The spiked holiday beverage dates all the way back to Medieval Britain.

If ever there were one beverage that has become synonymous with the holidays, it’s eggnog. In spite of its pervasiveness during the holiday season, the nutmeg-flavored, dairy-based drink is quite polarizing. People are either repulsed by the fusion of milk, raw egg yolks, spices, and alcohol, or after trying it for the first time, they can’t get enough of each adulterated sip.

For those of you who love drinking a warm cup of eggnog while wearing your ugly Christmas sweater, here’s how it became a holiday tradition for many families across the U.S. Surprisingly, it didn’t start with stateside merrymakers. The custom of toasting to the new season with this festive cocktail actually began during Britain’s early medieval years, and the drink later became popular in the American colonies by the 19th century. However, per TIME, eggnog has been associated with Christmas since the 1700s.

While most food historians would argue that eggnog began as “posset” in Britain, some still dispute its exact origins. Merriam-Webster defines “posset” as a hot drink of sweetened and spiced milk curdled with ale or wine. According to PBS’ “The History Kitchen,” it was the monks who possibly added in whipped eggs and figs into the spiked drink. The posset was actually consumed by the wealthy and those in the upper class. They would use posset to toast to good health and prosperity, much like we do today. In the American colonies, however, since sherry was too difficult and expensive to procure, families started to swap in the more prevalent whisky and rum into the beverage. It’s also on record that George Washington served an eggnog-like drink to his guests at Mount Vernon.
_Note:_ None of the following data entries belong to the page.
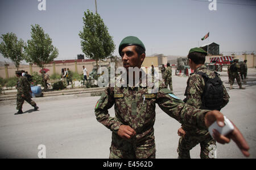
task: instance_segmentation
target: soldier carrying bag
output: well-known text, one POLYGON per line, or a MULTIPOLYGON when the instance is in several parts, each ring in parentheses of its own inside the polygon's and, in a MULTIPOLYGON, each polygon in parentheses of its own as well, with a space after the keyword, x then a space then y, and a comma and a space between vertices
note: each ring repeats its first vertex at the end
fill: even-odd
POLYGON ((200 109, 220 110, 223 105, 224 95, 222 82, 214 72, 215 77, 210 78, 206 73, 197 72, 204 78, 205 86, 201 96, 202 105, 200 109))

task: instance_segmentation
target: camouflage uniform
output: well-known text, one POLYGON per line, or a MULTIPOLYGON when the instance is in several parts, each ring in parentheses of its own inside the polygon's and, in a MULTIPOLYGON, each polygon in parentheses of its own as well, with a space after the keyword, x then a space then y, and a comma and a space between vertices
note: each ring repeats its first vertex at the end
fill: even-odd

You can find his original recipe here.

Because of its warm temperature and the incorporation of flavors, like cinnamon, nutmeg, and vanilla bean, we’ve grown accustomed to drinking eggnog during the winter season, particularly around Christmas.

WATCH: Spiked Eggnog 

No matter what side of the eggnog debate you fall on, one thing we can all agree on is that the holiday favorite is a staple of the Christmas season. Not to mention, it’s perfect for toasting to a happy and prosperous new year, even if you can’t bear drinking it.